March 12 - 18, 2007 Myanmar's first international weekly © Volume 18, No. 358
 
 
 

Broadcasting options expanding

By May Thaw
A City FM staff member rehearses for a new program in Yangon last week. The reach of the popular station extends to most townships in the city. Pic: Hein Latt Aung

AFTER a hard day at work many Myanmar people go home to relax with their families and watch television, with the range of Korean soap operas particularly popular with audiences.

Myanmar is loaded with potential viewing choices – there are three free-to-air channels and two easily accessed satellite channels.

Unfortunately, with so many choices people often argue and fight over what to watch – leading some families to invest in a second television.

“With more programs available on the television channels, Myanmar’s viewers now have more options than before. So the impact of increased competition from satellite providers has had little effect on most people,” said a spokesperson from Myanmar Marketing Research & Development Company (MMRD).

The three free television channels in Myanmar are MRTV, Myawady Television and MRTV-3.

According to MMRD, 70 percent of viewers watch the MRTV and Myawady channels.

The most popular shows in Myanmar are Korean soap operas like “Melody of a River” and a range of reality television programs where people compete to win singing and acting contests.

“I always watch the acting contest on MRTV at 5:30pm and the Korean drama on Myawady television at 7pm but I don’t really have a favourite channel,” said Ma Thandar Hlaing, a final-year English major student at Dagon University.
U Ye Tun, assistant director of MRTV-3, explained the aims of the television stations in Myanmar.

“MRTV, MRTV-3 and MRTV-4 undertake three main duties – to inform, to educate and to entertain the public and broadcast healthy programs,” said U Ye Tun, assistant director of MRTV-3.

MRTV was established in 1981 and was Myanmar’s first channel.
“It has raised public awareness about social responsibility and government policy since 1981,” said one avid watcher, U Htin Aung Thwin.

In addition to Korean dramas, MRTV also broadcasts a number of programs showing Myanmar cultural performances as well as education programs and other entertainment shows.

The role of radio in Myanmar society is also strong and Myanmar radio continues to stream the latest news and entertainment to listeners all over the country.

“It provides Myanmar people with useful information every day. And it educated people for many years before television programs started being broadcast,” said U Khin Maung Aye, a teacher from No(1) Basic Education High School in Hlaing township.

But according to MMRD’s spokesperson, Myanmar’s people are losing interest in the radio as more people switch over to television’s warm fuzzy glow.
Another channel is the military-run Myawady Television, that started in 1995 and provides a twice daily news bulletin; it is also the main provider of Korean soap operas to the waiting public.

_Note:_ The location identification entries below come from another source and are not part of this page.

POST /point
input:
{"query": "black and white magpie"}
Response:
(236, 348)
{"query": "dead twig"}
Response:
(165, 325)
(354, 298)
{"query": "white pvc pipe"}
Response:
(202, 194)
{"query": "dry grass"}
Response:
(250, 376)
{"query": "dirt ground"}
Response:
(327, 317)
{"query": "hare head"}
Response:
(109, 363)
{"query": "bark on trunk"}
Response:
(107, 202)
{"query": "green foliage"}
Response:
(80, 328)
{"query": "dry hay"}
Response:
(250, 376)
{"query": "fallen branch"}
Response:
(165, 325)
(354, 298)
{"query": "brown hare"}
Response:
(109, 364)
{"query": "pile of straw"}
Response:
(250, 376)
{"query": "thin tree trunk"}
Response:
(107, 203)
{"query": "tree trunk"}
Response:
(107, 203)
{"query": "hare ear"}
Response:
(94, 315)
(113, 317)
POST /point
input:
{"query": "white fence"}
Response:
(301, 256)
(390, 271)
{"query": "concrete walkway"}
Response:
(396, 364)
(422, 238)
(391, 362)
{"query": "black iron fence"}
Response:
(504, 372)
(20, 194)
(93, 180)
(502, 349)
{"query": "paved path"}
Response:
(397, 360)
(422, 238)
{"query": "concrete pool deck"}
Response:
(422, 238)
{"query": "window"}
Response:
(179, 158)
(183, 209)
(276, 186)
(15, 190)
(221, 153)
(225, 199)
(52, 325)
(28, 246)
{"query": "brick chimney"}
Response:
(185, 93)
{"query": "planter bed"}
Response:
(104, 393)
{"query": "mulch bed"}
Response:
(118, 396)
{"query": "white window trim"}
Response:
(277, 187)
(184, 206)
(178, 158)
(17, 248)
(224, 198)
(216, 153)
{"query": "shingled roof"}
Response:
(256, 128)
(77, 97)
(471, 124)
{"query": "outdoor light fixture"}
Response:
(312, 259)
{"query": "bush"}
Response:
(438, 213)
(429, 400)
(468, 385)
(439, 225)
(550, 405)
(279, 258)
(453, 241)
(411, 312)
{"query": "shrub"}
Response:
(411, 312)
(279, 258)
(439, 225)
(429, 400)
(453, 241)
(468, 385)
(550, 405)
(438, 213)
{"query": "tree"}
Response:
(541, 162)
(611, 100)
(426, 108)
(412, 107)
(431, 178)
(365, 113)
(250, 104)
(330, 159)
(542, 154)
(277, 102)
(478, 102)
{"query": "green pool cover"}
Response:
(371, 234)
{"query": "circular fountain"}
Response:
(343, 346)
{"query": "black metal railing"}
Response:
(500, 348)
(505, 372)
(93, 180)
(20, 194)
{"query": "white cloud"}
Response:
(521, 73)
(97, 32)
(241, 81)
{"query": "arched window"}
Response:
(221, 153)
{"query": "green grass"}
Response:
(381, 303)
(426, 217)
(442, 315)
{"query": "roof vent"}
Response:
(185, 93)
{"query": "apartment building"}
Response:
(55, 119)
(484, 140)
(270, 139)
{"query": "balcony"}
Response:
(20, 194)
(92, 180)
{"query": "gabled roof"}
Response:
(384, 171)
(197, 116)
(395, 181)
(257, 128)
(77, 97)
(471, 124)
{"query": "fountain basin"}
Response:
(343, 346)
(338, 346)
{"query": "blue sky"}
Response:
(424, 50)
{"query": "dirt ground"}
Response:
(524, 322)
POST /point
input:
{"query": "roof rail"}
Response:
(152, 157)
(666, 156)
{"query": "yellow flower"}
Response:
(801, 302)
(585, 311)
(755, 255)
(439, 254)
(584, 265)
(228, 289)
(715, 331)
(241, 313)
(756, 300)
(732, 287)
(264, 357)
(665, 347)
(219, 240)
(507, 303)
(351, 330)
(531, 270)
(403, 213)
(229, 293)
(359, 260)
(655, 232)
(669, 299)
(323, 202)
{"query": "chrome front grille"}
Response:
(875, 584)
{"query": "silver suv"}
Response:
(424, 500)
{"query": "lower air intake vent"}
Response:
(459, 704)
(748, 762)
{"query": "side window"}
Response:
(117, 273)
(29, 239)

“I get the most satisfaction from Myawady because it has extended it’s broadcasting hours by showing more Korean shows and Myanmar movies on Saturday and Sunday afternoons,” said Ma Khin Thazin, a student from No(4) Basic Education High School in Botahtaung township.

MRTV-3 joined the mix in mid 2001 and gives priority to providing national news for a world audience.

“The objective of MRTV-3 is to present a genuine and correct image of Myanmar to its target audience in foreign lands,” said U Ye Tun, assistant director of MRTV-3.

The channel also presents a range of programs on culture, tourism, arts, business and sports.

And then there is MRTV-4, a channel jointly operated by MRTV and the Forever Group. It started broadcasting in 2004 and airs programs between 7am and 11pm.

Unfortunately, MRTV-4 can only be viewed by people with MMBox satellite receivers, which are also equipped with a hard drive to record video.
U Myint Aung, deputy director of MRTV-4, said viewers could access the satellite network through the digital video broadcasting – terrestrial (DVB-T) receiver, which they call the “Family Receiver”.

“We plan to extend this service to other parts of the country and also lengthen the duration of its programs,” he said.

Viewers who use the Family Receiver and pay the annual fee can also watch the MRTV-5 pay-tv channels, including 5 Movies, 5 Sports, 5 Cartoons, 5 Series, CNN and the Discovery Channel, which are jointly-operated by MRTV.
“The audiences for MRTV-3 and MRTV-4 are smaller than the other channels because they don’t have as much airtime. And MRTV-4 can really only be seen in and around Yangon, not elsewhere in the country,” he said.

The Yangon City Development Committee opened another radio station – City FM – in 2002 to cater for young people between the ages of 18 and 24-years-old.

Programs and the music on City FM are constantly being updated to keep the content fresh. The reach of City FM extends to most townships in Yangon and the station is popular with many listeners.

“I like listening to City FM because it has programs like Star on Line, where audiences can chat with their favourite celebrities,” said third-year physics student Ma Zun Pwint.